Don't be the grumbler on the wrong side of the door this season. No doubt you'll go to Miami prepared with plenty of cash and plastic, a suitcase full of designer clothes and a week-long juice fast to get those abs showing. Those are the basics. For the more subtle tips, we've enlisted the man who's Joe Slobby Shmo's sworn enemy, and hopefully, your best ally: the uber-doorman. Meet Marcus Pelle.

Photo Courtesy of Bâoli Miami

Over six feet tall, impeccably groomed, debonair, and possessive of a wry sense of humor, Pelle is a man who belongs in the gatekeeper-to-the-glam position. As VIP and Door Manager at Bâoli Miami, he combines luxury client relations with a stern but fair door policy. We asked him to get candid about everything from manners to tipping to fashion no-nos.

JustLuxe: If you can't roll up in a Ferrari, what's the best way to approach the door?

Marcus Pelle: Well, showing up in a Ferrari is like revealing all your cards. I find a better approach is ‘to ask not what the club can do for you, but what you can do for your club.’ When I go out I bring beautiful girls, dress the part, and bring plenty of patience and understanding. With these tools, even a tortoise can eventually pass a Ferrari driver at the line.

JL: What's the hottest trend of the moment in your world?

MP: I am seeing a lot of women come to the door and take control — purchasing tables. That's new and extremely hot.

JL: What personality type is a complete "No" for you?

MP: The New York Alpha Male. He begins with the 20 namedrops a minute, continues with the ‘I run NY’ and ends in ‘I will buy this whole place, I own you’. If only we served popcorn on the door!

JL:  How much cheesy is just cheesy enough?
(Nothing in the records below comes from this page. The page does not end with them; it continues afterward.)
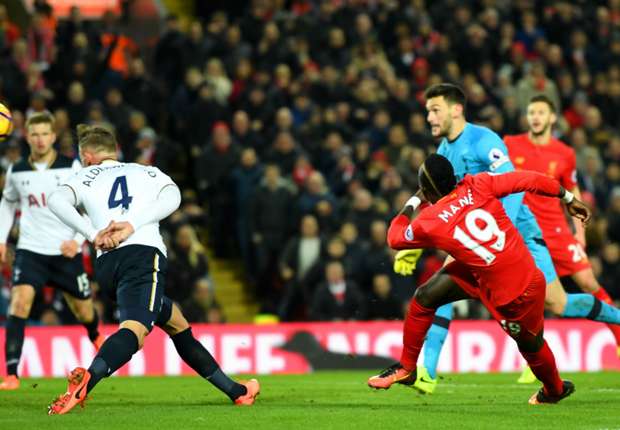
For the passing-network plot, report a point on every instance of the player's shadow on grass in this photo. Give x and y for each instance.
(305, 344)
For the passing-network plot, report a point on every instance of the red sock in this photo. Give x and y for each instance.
(417, 323)
(602, 295)
(543, 366)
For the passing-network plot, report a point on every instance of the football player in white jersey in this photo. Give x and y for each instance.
(48, 252)
(125, 202)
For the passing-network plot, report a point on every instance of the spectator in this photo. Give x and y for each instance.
(201, 306)
(270, 226)
(337, 299)
(300, 254)
(382, 304)
(537, 83)
(246, 179)
(212, 171)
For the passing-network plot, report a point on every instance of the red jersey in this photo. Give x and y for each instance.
(556, 160)
(471, 225)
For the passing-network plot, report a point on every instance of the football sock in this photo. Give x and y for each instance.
(587, 306)
(92, 327)
(417, 323)
(602, 295)
(198, 358)
(543, 366)
(436, 338)
(14, 342)
(115, 351)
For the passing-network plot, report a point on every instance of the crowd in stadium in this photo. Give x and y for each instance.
(296, 131)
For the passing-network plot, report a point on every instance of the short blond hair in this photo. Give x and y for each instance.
(97, 138)
(41, 118)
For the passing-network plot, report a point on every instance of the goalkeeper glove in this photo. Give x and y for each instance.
(406, 260)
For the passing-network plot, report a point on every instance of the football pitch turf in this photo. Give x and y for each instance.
(323, 400)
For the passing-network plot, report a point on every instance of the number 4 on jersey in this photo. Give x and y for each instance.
(125, 200)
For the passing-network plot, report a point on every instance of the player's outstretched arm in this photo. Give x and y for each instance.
(538, 183)
(168, 200)
(62, 203)
(575, 207)
(403, 233)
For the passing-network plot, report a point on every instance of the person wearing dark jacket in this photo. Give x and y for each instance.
(246, 179)
(337, 299)
(212, 171)
(269, 227)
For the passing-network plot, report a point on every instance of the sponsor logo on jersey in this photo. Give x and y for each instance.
(409, 233)
(497, 158)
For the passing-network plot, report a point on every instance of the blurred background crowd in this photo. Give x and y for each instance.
(295, 129)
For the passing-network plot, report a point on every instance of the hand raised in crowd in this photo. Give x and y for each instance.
(579, 210)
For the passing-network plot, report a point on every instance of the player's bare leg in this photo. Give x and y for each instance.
(85, 312)
(555, 297)
(22, 297)
(116, 351)
(199, 359)
(586, 280)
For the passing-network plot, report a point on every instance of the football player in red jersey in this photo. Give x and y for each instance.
(467, 220)
(538, 150)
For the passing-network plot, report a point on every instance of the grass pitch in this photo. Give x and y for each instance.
(323, 400)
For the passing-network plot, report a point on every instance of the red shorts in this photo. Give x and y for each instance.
(567, 254)
(523, 317)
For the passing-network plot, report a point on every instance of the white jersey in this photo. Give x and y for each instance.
(40, 230)
(114, 191)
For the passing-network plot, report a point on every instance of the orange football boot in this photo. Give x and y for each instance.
(248, 398)
(98, 342)
(76, 393)
(11, 382)
(541, 397)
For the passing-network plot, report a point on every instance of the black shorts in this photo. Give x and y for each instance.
(38, 270)
(134, 277)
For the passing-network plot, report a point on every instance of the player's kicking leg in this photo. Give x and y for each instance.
(198, 357)
(566, 305)
(116, 351)
(523, 320)
(85, 312)
(22, 297)
(439, 290)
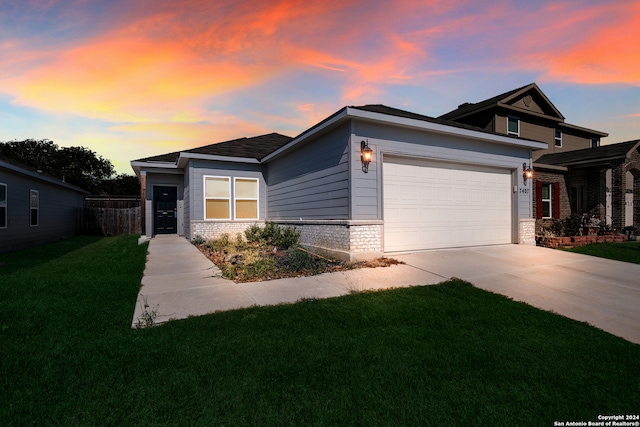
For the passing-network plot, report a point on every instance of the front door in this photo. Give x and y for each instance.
(165, 204)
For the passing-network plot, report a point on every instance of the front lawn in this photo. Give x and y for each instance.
(449, 354)
(627, 251)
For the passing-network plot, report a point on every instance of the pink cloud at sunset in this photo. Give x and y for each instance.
(606, 54)
(187, 72)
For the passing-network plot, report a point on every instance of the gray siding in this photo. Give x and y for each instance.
(312, 181)
(58, 212)
(385, 140)
(202, 168)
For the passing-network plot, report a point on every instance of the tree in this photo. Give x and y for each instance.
(75, 165)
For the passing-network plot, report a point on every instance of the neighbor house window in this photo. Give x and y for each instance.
(547, 193)
(246, 198)
(547, 197)
(513, 126)
(3, 205)
(34, 207)
(217, 197)
(558, 138)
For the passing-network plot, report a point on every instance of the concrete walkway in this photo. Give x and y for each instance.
(181, 282)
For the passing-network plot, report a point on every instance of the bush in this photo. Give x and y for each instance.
(299, 260)
(272, 234)
(198, 240)
(571, 225)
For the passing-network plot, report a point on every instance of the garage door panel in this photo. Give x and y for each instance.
(437, 205)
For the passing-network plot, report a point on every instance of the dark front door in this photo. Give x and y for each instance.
(165, 203)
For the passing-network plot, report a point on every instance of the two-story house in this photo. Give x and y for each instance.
(574, 174)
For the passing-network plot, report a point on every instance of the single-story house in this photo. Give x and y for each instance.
(35, 208)
(365, 181)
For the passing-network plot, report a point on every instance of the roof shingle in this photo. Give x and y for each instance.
(256, 147)
(603, 152)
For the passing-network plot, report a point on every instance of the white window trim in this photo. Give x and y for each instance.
(550, 200)
(257, 198)
(37, 208)
(556, 139)
(3, 204)
(204, 197)
(517, 133)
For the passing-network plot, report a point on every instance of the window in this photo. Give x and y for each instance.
(217, 198)
(220, 200)
(246, 198)
(34, 207)
(3, 205)
(558, 138)
(513, 126)
(546, 200)
(547, 197)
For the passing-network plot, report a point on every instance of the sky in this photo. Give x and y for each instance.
(130, 79)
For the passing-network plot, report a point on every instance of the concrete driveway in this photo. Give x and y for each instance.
(601, 292)
(180, 282)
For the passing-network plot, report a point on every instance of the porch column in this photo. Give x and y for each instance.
(618, 195)
(143, 201)
(636, 199)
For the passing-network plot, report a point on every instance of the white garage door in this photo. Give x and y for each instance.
(429, 205)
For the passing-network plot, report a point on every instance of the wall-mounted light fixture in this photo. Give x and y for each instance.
(365, 156)
(527, 173)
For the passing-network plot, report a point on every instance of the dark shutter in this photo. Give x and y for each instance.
(538, 199)
(556, 200)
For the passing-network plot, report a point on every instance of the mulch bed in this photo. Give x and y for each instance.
(223, 260)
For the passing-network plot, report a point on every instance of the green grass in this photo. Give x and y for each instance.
(627, 251)
(449, 354)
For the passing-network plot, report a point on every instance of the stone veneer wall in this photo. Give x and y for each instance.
(527, 231)
(351, 240)
(215, 229)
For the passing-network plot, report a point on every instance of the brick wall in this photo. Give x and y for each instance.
(527, 231)
(548, 177)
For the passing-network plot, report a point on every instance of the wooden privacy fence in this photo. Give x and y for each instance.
(110, 221)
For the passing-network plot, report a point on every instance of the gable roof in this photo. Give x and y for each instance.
(505, 100)
(265, 147)
(256, 148)
(590, 155)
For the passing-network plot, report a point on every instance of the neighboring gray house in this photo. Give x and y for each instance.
(430, 184)
(35, 208)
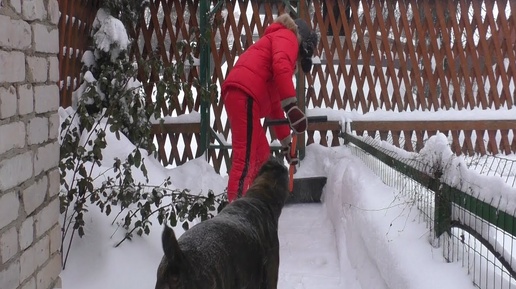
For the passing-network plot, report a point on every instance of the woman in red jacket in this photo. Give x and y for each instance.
(260, 85)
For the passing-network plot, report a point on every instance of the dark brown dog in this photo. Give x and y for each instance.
(238, 248)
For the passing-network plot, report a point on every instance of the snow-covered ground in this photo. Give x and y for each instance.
(360, 236)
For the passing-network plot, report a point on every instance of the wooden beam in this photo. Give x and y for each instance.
(176, 128)
(379, 125)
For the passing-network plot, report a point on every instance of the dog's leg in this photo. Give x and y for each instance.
(271, 270)
(171, 249)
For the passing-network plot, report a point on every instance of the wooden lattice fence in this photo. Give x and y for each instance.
(74, 25)
(372, 55)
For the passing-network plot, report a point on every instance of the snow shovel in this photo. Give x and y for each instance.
(307, 189)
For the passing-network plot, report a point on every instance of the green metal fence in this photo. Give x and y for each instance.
(475, 230)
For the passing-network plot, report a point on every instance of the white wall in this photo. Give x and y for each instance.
(29, 151)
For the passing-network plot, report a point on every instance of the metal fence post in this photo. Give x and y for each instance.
(442, 209)
(204, 42)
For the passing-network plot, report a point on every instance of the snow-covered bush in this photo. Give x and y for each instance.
(111, 101)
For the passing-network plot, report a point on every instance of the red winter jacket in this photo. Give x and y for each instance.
(266, 69)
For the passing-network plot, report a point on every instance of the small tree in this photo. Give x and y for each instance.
(111, 100)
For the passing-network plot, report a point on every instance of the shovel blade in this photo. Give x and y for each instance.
(307, 190)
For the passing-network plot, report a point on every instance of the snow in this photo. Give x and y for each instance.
(362, 235)
(110, 35)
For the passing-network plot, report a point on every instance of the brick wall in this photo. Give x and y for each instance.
(29, 151)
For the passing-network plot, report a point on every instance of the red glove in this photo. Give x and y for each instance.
(296, 118)
(286, 144)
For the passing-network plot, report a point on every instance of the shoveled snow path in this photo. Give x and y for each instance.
(308, 250)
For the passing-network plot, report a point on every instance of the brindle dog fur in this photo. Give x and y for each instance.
(238, 248)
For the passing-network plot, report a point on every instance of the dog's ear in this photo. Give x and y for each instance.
(171, 249)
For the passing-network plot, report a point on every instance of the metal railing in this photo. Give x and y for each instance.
(471, 228)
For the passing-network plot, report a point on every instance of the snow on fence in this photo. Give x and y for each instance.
(372, 56)
(470, 212)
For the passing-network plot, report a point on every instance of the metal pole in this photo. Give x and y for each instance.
(205, 75)
(302, 12)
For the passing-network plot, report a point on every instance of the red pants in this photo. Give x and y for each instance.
(250, 145)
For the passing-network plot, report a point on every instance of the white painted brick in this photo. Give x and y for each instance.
(53, 183)
(14, 171)
(55, 239)
(10, 276)
(9, 205)
(8, 102)
(28, 263)
(47, 218)
(34, 10)
(49, 273)
(8, 244)
(16, 5)
(53, 11)
(46, 158)
(37, 130)
(47, 98)
(15, 60)
(34, 257)
(30, 284)
(25, 99)
(53, 128)
(46, 39)
(26, 236)
(38, 69)
(16, 133)
(14, 34)
(53, 69)
(34, 195)
(42, 251)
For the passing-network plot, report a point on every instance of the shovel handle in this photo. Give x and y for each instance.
(311, 119)
(292, 167)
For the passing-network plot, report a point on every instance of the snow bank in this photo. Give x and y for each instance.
(378, 230)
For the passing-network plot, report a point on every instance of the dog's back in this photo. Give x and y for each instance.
(238, 248)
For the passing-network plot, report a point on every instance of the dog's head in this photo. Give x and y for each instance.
(271, 183)
(172, 271)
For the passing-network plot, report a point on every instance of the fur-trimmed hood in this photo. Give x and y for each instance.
(289, 23)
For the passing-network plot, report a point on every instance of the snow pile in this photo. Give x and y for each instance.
(111, 35)
(378, 230)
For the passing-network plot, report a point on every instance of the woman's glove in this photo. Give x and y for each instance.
(296, 118)
(286, 145)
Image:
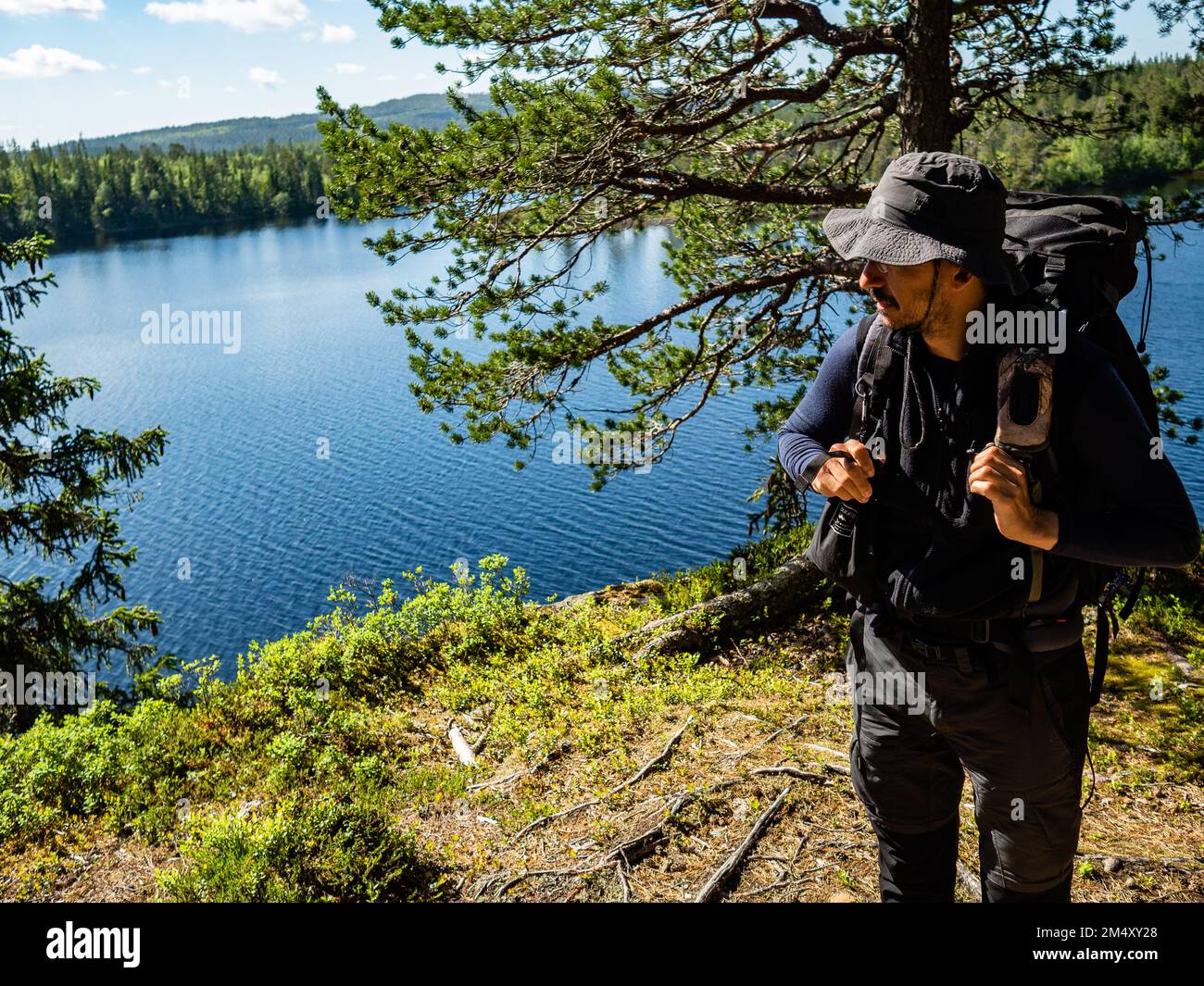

When has it gone too far?

MP: I assume that certain parts of the world are still getting reruns of the original Miami Vice. That must be the reason countless guys still do the rented Ferrari drive-bys of the club and run around with their entire account wrapped with rubber bands. It’s just trying a little too hard.

JL: What's your pet peeve that tons of people do?

MP: People who inform me that they do not wait in lines. This usually is followed by an ultimatum or list things I must do before I get fired. 

JL:  What's a mistake you see guys do that kills their chances of hooking up with one of Miami's many gorgeous women?

MP: I think it's just giving too much too early. For me, it ultimately still comes down to making a connection. For that, you just need a personality, a sense of humor and ears! I have some specific cases studies to prove the theory.

Photo Courtesy of Bâoli Miami

JL:  Besides tipping, what's something that a club patron could do to really get on the staff's good side right away?

MP: Tipping as a way to encourage or reward good service is smart but very little credit is given to courtesy and manners. It’s so rare and takes so little effort but may do more to get you what you want.

JL:  What's something a man could do that would make you throw him out, regardless how much he spent?

MP: I have very little tolerance for mistreatment of others, particularly women. Even in extreme cases I expect a man to behave like a gentleman. If you can’t, then this isn’t the place for you.

Photo Courtesy of Bâoli Miami

JL:  Finish this sentence:  The night's been great, but you know it's time to go home when...

MP: ... everything starts to gets back into focus. Usually the reality of how much I have spent, consumed and what I have done hits me; and I need to sit down and rest my head.